De leden van de SP-fractie constateren dat u, wegens de gestelde korte termijn voor beantwoording, een groot aantal vragen nog niet heeft kunnen beantwoorden. Zij verzoeken u om de beantwoording van deze resterende vragen uiterlijk 10 januari 2019 alsnog naar de Kamer te doen toekomen.

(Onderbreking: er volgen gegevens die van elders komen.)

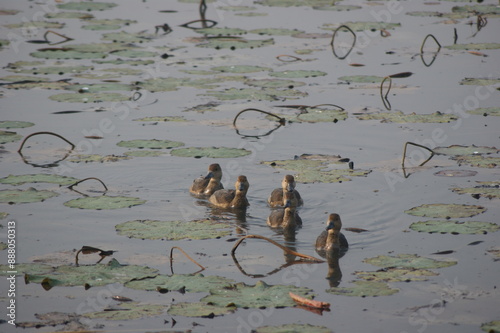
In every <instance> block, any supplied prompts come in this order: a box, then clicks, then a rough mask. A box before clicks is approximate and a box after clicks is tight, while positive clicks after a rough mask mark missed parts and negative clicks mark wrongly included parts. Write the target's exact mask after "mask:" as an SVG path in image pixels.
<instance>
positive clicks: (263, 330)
mask: <svg viewBox="0 0 500 333" xmlns="http://www.w3.org/2000/svg"><path fill="white" fill-rule="evenodd" d="M253 332H255V333H331V332H332V330H330V329H329V328H328V327H325V326H314V325H310V324H284V325H280V326H261V327H258V328H257V329H255V330H253Z"/></svg>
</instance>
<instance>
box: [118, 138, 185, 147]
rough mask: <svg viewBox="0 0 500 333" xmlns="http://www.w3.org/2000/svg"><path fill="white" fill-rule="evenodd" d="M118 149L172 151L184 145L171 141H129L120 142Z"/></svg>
mask: <svg viewBox="0 0 500 333" xmlns="http://www.w3.org/2000/svg"><path fill="white" fill-rule="evenodd" d="M116 145H117V146H118V147H125V148H139V149H144V148H147V149H171V148H176V147H182V146H184V143H182V142H179V141H170V140H157V139H152V140H140V139H138V140H128V141H120V142H118V143H117V144H116Z"/></svg>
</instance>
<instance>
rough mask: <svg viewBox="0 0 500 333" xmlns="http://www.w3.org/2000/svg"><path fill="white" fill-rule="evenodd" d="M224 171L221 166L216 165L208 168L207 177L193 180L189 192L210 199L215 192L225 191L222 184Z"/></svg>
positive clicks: (218, 165) (218, 164)
mask: <svg viewBox="0 0 500 333" xmlns="http://www.w3.org/2000/svg"><path fill="white" fill-rule="evenodd" d="M221 179H222V169H221V167H220V165H219V164H217V163H214V164H210V165H209V166H208V173H207V175H206V176H205V177H198V178H196V179H195V180H193V184H192V185H191V188H190V189H189V192H190V193H191V194H193V195H195V196H200V197H209V196H210V195H212V194H213V193H214V192H215V191H217V190H221V189H224V186H222V183H221Z"/></svg>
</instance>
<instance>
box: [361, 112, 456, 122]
mask: <svg viewBox="0 0 500 333" xmlns="http://www.w3.org/2000/svg"><path fill="white" fill-rule="evenodd" d="M356 117H357V118H358V119H360V120H380V121H381V122H382V123H449V122H451V121H454V120H457V119H458V117H457V116H455V115H453V114H449V113H441V112H434V113H430V114H416V113H410V114H405V113H403V112H401V111H394V112H377V113H366V114H362V115H356Z"/></svg>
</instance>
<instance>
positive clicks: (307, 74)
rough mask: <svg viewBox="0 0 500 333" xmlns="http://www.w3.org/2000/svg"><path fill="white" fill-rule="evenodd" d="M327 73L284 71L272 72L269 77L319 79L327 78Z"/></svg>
mask: <svg viewBox="0 0 500 333" xmlns="http://www.w3.org/2000/svg"><path fill="white" fill-rule="evenodd" d="M325 75H326V73H325V72H322V71H312V70H310V71H306V70H295V71H282V72H271V73H269V76H274V77H280V78H288V79H296V78H306V77H318V76H325Z"/></svg>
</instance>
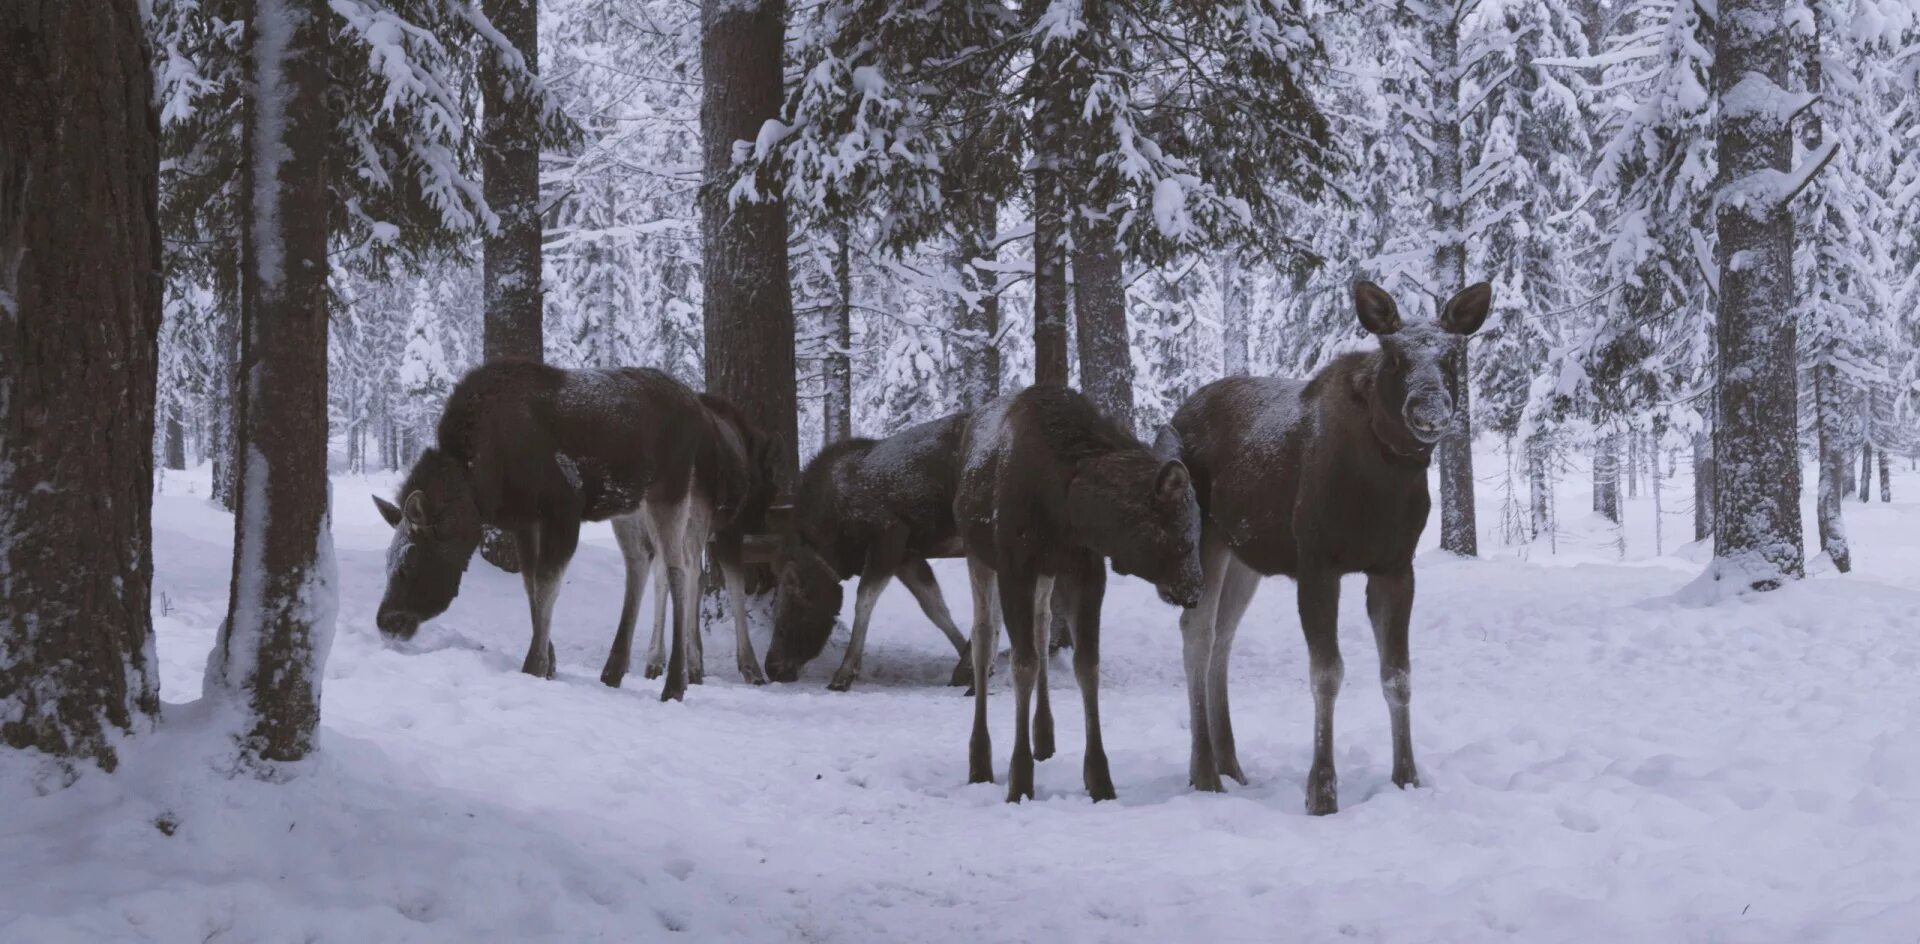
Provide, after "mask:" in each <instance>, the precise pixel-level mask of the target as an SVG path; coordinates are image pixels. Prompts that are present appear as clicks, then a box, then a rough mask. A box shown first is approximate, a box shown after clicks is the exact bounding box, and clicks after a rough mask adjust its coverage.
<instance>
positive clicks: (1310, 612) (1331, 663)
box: [1296, 574, 1346, 815]
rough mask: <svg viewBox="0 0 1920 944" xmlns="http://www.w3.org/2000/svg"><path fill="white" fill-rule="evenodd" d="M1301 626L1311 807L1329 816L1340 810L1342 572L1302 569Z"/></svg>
mask: <svg viewBox="0 0 1920 944" xmlns="http://www.w3.org/2000/svg"><path fill="white" fill-rule="evenodd" d="M1296 579H1298V581H1300V587H1298V589H1300V631H1302V633H1304V635H1306V637H1308V658H1309V660H1311V666H1313V668H1311V675H1313V769H1309V771H1308V812H1309V814H1313V815H1327V814H1332V812H1338V810H1340V789H1338V777H1334V771H1332V700H1334V696H1338V695H1340V677H1342V675H1344V672H1346V668H1344V666H1342V664H1340V637H1338V633H1336V627H1338V622H1340V576H1338V574H1300V576H1298V578H1296Z"/></svg>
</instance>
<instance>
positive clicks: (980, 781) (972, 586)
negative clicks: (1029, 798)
mask: <svg viewBox="0 0 1920 944" xmlns="http://www.w3.org/2000/svg"><path fill="white" fill-rule="evenodd" d="M966 572H968V583H970V585H972V587H973V737H972V739H968V752H966V781H968V783H993V737H991V735H989V733H987V675H991V673H993V656H995V650H998V649H1000V631H998V622H996V620H995V612H996V602H995V599H993V597H995V578H993V568H989V566H987V564H983V562H981V560H979V558H975V556H968V558H966Z"/></svg>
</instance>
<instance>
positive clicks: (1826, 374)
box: [1812, 365, 1853, 574]
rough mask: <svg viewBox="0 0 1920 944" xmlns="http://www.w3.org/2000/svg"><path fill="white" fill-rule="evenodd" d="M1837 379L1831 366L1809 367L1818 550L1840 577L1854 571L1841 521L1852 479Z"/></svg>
mask: <svg viewBox="0 0 1920 944" xmlns="http://www.w3.org/2000/svg"><path fill="white" fill-rule="evenodd" d="M1837 388H1839V376H1837V372H1836V370H1834V365H1818V366H1814V368H1812V432H1814V449H1816V453H1818V464H1820V480H1818V489H1820V495H1818V501H1816V507H1814V508H1816V518H1818V524H1820V551H1824V553H1826V556H1828V558H1830V560H1834V568H1837V570H1839V572H1841V574H1845V572H1849V570H1853V551H1851V549H1849V547H1847V524H1845V522H1843V520H1841V505H1843V501H1841V499H1843V497H1845V491H1843V489H1845V487H1847V484H1849V478H1851V470H1849V462H1847V459H1849V453H1851V449H1847V445H1845V441H1847V437H1845V436H1841V432H1843V430H1845V426H1847V418H1845V411H1841V391H1839V389H1837Z"/></svg>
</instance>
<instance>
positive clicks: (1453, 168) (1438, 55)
mask: <svg viewBox="0 0 1920 944" xmlns="http://www.w3.org/2000/svg"><path fill="white" fill-rule="evenodd" d="M1427 46H1428V54H1430V58H1432V81H1434V90H1432V94H1434V109H1432V129H1430V132H1432V142H1434V148H1432V192H1434V200H1432V224H1434V230H1436V232H1438V234H1440V246H1438V248H1436V249H1434V282H1436V288H1438V292H1442V295H1440V297H1446V294H1448V292H1457V290H1459V288H1463V286H1465V284H1467V244H1465V242H1463V240H1465V236H1463V228H1461V205H1459V194H1461V169H1459V163H1461V155H1459V123H1461V117H1459V17H1457V15H1455V10H1453V4H1432V6H1430V8H1428V21H1427ZM1469 376H1471V372H1469V363H1467V351H1465V347H1463V349H1461V353H1459V357H1457V363H1455V365H1453V370H1448V393H1452V397H1453V411H1455V416H1453V428H1452V430H1448V434H1446V436H1444V437H1442V439H1440V447H1438V449H1436V457H1438V460H1440V547H1442V549H1446V551H1452V553H1455V555H1461V556H1475V555H1478V553H1480V547H1478V545H1480V541H1478V526H1476V522H1475V510H1473V384H1471V382H1469Z"/></svg>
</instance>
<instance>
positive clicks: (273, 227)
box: [207, 0, 334, 764]
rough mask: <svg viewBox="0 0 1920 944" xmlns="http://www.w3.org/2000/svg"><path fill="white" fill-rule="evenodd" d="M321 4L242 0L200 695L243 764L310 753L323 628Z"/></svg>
mask: <svg viewBox="0 0 1920 944" xmlns="http://www.w3.org/2000/svg"><path fill="white" fill-rule="evenodd" d="M330 19H332V12H330V10H328V6H326V2H324V0H253V13H252V17H250V21H248V48H250V50H252V54H250V58H248V86H250V88H253V90H257V92H253V94H252V96H248V107H246V123H244V127H246V153H248V155H252V159H248V161H246V169H244V194H242V219H244V221H246V224H244V226H242V257H244V259H246V263H244V265H246V269H244V272H242V280H240V313H242V324H240V365H242V376H240V389H238V393H240V441H242V443H246V445H244V451H242V457H240V510H238V512H236V514H234V581H232V604H230V608H228V612H227V622H225V624H223V625H221V639H219V643H217V647H215V650H213V656H211V658H209V660H207V695H209V696H230V698H236V700H244V704H246V721H244V729H242V731H236V735H238V737H240V754H242V760H244V762H252V764H273V762H296V760H301V758H305V756H307V754H311V752H313V748H315V737H317V733H319V725H321V675H323V670H324V666H326V652H328V649H330V647H332V633H334V547H332V533H330V531H328V507H326V503H328V487H326V205H328V196H326V146H328V134H330V129H332V117H330V115H328V107H326V56H328V35H330V31H328V25H330Z"/></svg>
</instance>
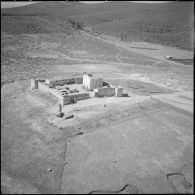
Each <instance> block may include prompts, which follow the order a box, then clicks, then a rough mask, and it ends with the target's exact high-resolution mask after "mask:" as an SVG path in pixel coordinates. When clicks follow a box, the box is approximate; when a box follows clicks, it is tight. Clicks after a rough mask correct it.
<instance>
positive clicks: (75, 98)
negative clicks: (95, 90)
mask: <svg viewBox="0 0 195 195" xmlns="http://www.w3.org/2000/svg"><path fill="white" fill-rule="evenodd" d="M70 96H71V97H73V98H74V99H75V101H78V100H85V99H88V98H89V94H88V93H81V94H74V95H70Z"/></svg>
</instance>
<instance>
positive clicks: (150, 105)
mask: <svg viewBox="0 0 195 195" xmlns="http://www.w3.org/2000/svg"><path fill="white" fill-rule="evenodd" d="M87 36H88V35H87ZM31 38H32V37H31ZM36 38H37V37H36ZM39 38H40V37H39ZM77 38H78V37H77ZM86 39H87V38H86ZM87 40H88V39H87ZM27 41H28V39H27ZM111 42H112V41H111ZM112 43H113V42H112ZM36 44H37V43H36ZM36 44H35V45H34V46H35V49H36V47H37V45H36ZM98 44H99V46H98V48H101V44H100V43H99V42H98ZM123 44H124V45H121V43H120V44H118V43H117V47H118V46H120V47H122V48H123V49H127V48H126V43H123ZM43 46H44V47H45V45H44V44H43ZM123 46H124V47H123ZM134 46H135V45H134ZM112 47H114V46H113V44H112ZM112 47H111V46H110V45H109V46H107V48H109V49H110V51H111V52H110V53H112V50H111V48H112ZM148 47H149V46H148ZM86 48H87V47H86ZM30 49H31V50H33V49H32V48H30ZM42 49H43V48H42ZM45 50H47V48H45ZM130 50H131V51H134V52H135V51H136V52H140V53H142V52H145V51H143V50H142V49H135V48H131V49H127V50H126V52H127V54H126V53H125V52H124V51H123V53H121V49H116V48H115V49H113V51H114V52H116V56H117V58H118V59H120V60H121V62H116V61H114V60H113V59H112V62H105V61H104V63H98V62H97V61H96V63H92V62H90V63H89V62H88V63H83V64H81V63H78V64H73V65H72V64H63V63H62V64H54V65H53V66H44V65H42V66H41V68H40V69H39V66H38V65H37V64H36V63H37V62H36V60H35V59H36V57H35V59H34V60H35V62H36V63H35V64H33V63H34V62H33V63H31V64H30V68H31V67H32V69H33V71H34V72H33V73H34V74H35V76H36V77H37V76H40V75H43V76H45V75H47V76H51V75H59V74H60V75H63V76H71V75H75V74H80V73H81V72H85V71H86V72H91V73H93V74H97V75H101V76H103V77H104V78H105V79H106V80H109V81H110V82H112V81H115V80H116V79H117V81H118V82H119V83H121V84H124V88H125V90H126V91H127V92H128V93H129V95H130V97H128V98H126V99H125V98H118V99H116V98H106V100H105V101H106V107H104V106H103V104H104V101H103V99H98V100H97V99H90V100H83V101H80V102H78V103H77V104H75V105H74V107H73V109H74V115H75V117H74V118H73V119H70V120H64V119H62V120H60V119H58V118H56V116H55V113H56V111H57V99H55V97H52V96H49V95H47V94H44V93H40V92H39V91H34V92H32V91H29V85H30V82H29V80H27V81H25V80H24V81H18V82H13V83H10V84H5V85H4V86H2V88H1V93H2V95H1V105H2V109H1V117H2V119H1V120H2V124H1V128H2V133H1V135H2V138H1V140H2V141H1V148H2V149H1V165H2V171H3V174H2V186H3V192H4V193H8V192H9V193H26V192H27V191H29V192H36V193H60V192H61V193H63V192H64V193H65V192H66V193H81V192H83V193H96V192H97V193H98V192H99V193H103V192H104V193H111V192H112V193H125V192H126V193H141V192H144V193H155V192H156V193H157V192H162V193H166V192H167V193H183V192H184V193H191V192H192V184H193V179H192V178H193V176H192V154H193V149H192V145H193V144H192V142H193V140H192V135H193V125H192V122H193V119H192V117H193V109H192V106H193V95H192V91H190V92H186V91H187V90H189V89H191V90H192V89H193V83H192V80H193V76H192V72H193V71H192V70H193V67H192V66H185V67H184V66H182V65H178V64H176V63H169V62H167V63H165V62H164V61H163V62H162V60H161V59H162V58H161V57H157V59H148V58H147V60H148V61H147V60H145V61H144V60H143V61H142V62H144V63H146V62H148V63H149V64H148V65H147V63H146V64H144V63H143V64H142V63H141V62H139V63H138V62H137V64H136V60H139V55H138V57H136V55H135V54H134V53H132V55H134V57H135V60H134V61H135V63H124V61H123V60H122V58H121V56H122V55H126V56H128V52H130ZM41 51H42V50H41ZM41 51H40V55H41ZM71 51H75V48H73V49H72V50H71ZM78 51H80V54H82V55H84V54H85V55H88V53H89V50H88V52H86V51H87V49H86V50H85V52H81V51H84V50H82V49H81V48H80V50H79V49H78ZM78 51H77V54H78ZM141 51H142V52H141ZM152 51H154V52H155V50H152ZM32 53H33V52H32ZM32 53H31V54H32ZM43 53H44V52H43ZM54 53H55V52H54ZM56 53H57V52H56ZM56 53H55V54H56ZM58 54H59V55H60V54H62V55H63V57H64V58H65V57H66V56H67V58H69V57H70V58H71V59H73V58H74V57H71V54H67V53H65V52H64V54H63V52H62V50H61V51H59V52H58ZM73 54H74V52H73ZM144 54H146V53H144ZM94 55H95V54H94ZM155 55H156V54H155ZM163 55H164V54H163ZM129 56H130V57H128V59H131V60H133V57H131V53H129ZM44 57H46V56H44ZM53 57H55V55H54V56H53ZM87 57H88V56H87ZM150 57H155V56H154V55H153V54H152V56H151V55H150ZM70 58H69V60H70ZM143 58H145V57H143ZM27 59H28V58H27ZM79 60H80V59H78V60H77V61H79ZM150 60H151V61H150ZM4 62H5V61H4ZM43 62H44V60H43ZM46 62H47V61H46ZM39 63H40V64H41V63H42V62H39ZM44 63H45V62H44ZM24 64H25V63H24ZM27 64H28V63H27ZM28 65H29V64H28ZM24 67H25V66H24ZM151 67H153V68H151ZM5 68H6V71H7V72H9V69H8V68H9V67H5ZM12 68H13V70H17V69H15V67H14V66H13V67H12ZM47 68H48V69H47ZM23 69H25V68H23ZM45 69H47V71H45V72H44V70H45ZM21 71H23V70H22V68H21ZM26 72H27V73H28V74H29V72H28V69H26ZM40 72H41V74H40ZM12 74H15V75H14V76H18V75H17V71H16V72H15V71H12ZM22 75H23V76H24V78H25V79H28V78H30V77H31V75H30V77H29V75H28V77H27V75H26V73H24V72H23V74H22ZM3 76H4V78H5V77H7V74H6V72H3ZM11 77H12V75H11ZM170 77H173V78H174V79H172V80H170ZM14 78H15V77H14ZM133 79H134V80H135V81H134V82H133ZM128 81H129V82H130V84H131V85H128ZM138 81H139V82H138ZM144 82H146V83H144ZM167 82H169V83H171V86H168V90H169V89H172V91H170V94H168V95H167V94H166V90H165V86H166V83H167ZM147 83H152V84H153V85H155V90H156V91H159V90H160V89H161V94H160V95H155V93H150V92H151V91H153V92H154V87H153V86H152V85H148V84H147ZM125 84H126V85H125ZM122 86H123V85H122ZM139 86H140V88H141V89H142V90H140V89H139ZM132 87H134V88H135V89H134V90H133V88H132ZM151 87H153V88H151ZM160 87H162V88H160ZM162 89H163V90H162ZM168 90H167V91H168ZM140 91H141V92H142V94H141V95H140ZM175 91H180V92H179V93H175ZM148 94H151V96H152V97H151V96H150V95H148ZM159 100H160V101H159ZM63 111H64V112H65V114H68V113H70V112H72V106H66V107H65V108H64V110H63ZM79 133H81V134H79ZM67 143H68V144H67ZM66 149H67V150H66ZM178 172H182V174H180V175H179V174H177V173H178ZM172 173H173V174H172ZM171 174H172V175H171ZM184 183H185V184H184ZM186 183H187V184H186ZM190 185H191V186H190Z"/></svg>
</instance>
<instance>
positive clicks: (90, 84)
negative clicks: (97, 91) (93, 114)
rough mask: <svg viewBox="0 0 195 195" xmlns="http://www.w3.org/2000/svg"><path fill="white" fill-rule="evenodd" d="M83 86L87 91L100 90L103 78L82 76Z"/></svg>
mask: <svg viewBox="0 0 195 195" xmlns="http://www.w3.org/2000/svg"><path fill="white" fill-rule="evenodd" d="M83 86H84V87H85V88H87V89H89V90H94V89H96V88H101V87H102V86H103V78H100V77H95V76H93V75H91V74H84V75H83Z"/></svg>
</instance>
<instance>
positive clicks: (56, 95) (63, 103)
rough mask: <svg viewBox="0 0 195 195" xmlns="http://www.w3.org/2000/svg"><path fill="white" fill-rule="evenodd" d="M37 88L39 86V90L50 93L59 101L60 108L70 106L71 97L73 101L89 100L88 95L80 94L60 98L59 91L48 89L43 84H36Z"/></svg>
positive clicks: (45, 84) (70, 95)
mask: <svg viewBox="0 0 195 195" xmlns="http://www.w3.org/2000/svg"><path fill="white" fill-rule="evenodd" d="M38 86H39V89H40V90H41V91H46V92H48V93H51V94H53V95H55V96H56V97H57V98H58V99H59V101H60V103H61V104H62V106H64V105H67V104H70V103H71V101H70V99H71V97H73V98H74V100H75V101H78V100H84V99H88V98H89V94H88V93H80V94H72V95H68V96H62V94H61V92H60V91H59V90H57V89H54V88H49V85H48V84H45V83H43V82H38Z"/></svg>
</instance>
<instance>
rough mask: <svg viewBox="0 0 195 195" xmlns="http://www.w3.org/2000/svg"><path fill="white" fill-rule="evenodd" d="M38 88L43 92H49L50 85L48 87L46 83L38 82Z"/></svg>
mask: <svg viewBox="0 0 195 195" xmlns="http://www.w3.org/2000/svg"><path fill="white" fill-rule="evenodd" d="M38 88H39V89H40V90H42V91H47V92H49V85H46V84H45V83H42V82H38Z"/></svg>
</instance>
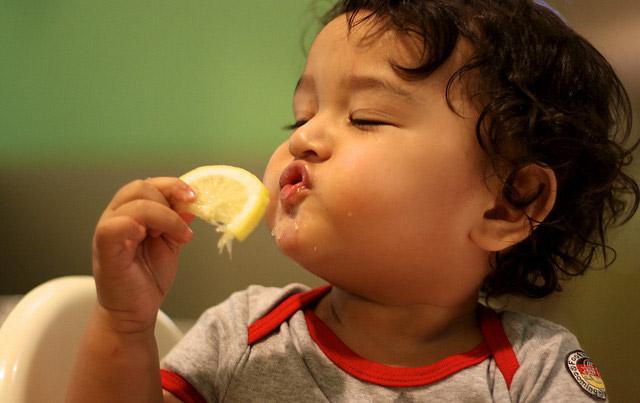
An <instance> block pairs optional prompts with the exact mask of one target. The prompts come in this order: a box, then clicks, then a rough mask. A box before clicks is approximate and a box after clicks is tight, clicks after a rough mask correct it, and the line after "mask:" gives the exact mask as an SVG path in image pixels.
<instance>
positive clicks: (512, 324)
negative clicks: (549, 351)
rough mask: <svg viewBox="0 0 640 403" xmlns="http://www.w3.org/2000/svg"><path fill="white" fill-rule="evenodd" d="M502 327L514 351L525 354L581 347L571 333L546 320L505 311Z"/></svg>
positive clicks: (527, 315)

De voorzitter van de vaste commissie voor Immigratie en Asiel / JBZ-Raad, R.G.J. Dercksen

BRIEF VAN DE STAATSSECRETARIS VAN JUSTITIE EN VEILIGHEID

Aan de Voorzitter van de Eerste Kamer der Staten-Generaal

Den Haag, 7 februari 2019

Naar aanleiding van mijn brief van 17 december jl.5 en het debat met uw Kamer hierover op 18 december jl., heeft uw Kamer mij de gelegenheid geboden om terug te komen op enkele vragen die vanwege het korte tijdsbestek toen niet beantwoord konden worden. Mede namens de Minister van Buitenlandse Zaken en de Minister voor Buitenlandse Handel en Ontwikkelingssamenwerking, stuur ik u hierbij de antwoorden op deze vragen. Tevens informeer ik uw Kamer over de inbreng van maatschappelijke organisaties en het bedrijfsleven bij de Nederlandse positiebepaling t.a.v. het VN Global Compact. Daarmee voldoe ik aan de toezegging gedaan tijdens het debat met uw Kamer op 18 december jl.

Overige vragen ten aanzien van het Global Compact voor veilige, geordende en reguliere migratie (GCM)

De leden van de SP-fractie vragen naar een beschrijving van de rol en inbreng van Nederland tijdens de afgelopen twee jaar en de appreciaties van de verschillende versies van het Compact zoals besproken tijdens de formele onderhandelingen.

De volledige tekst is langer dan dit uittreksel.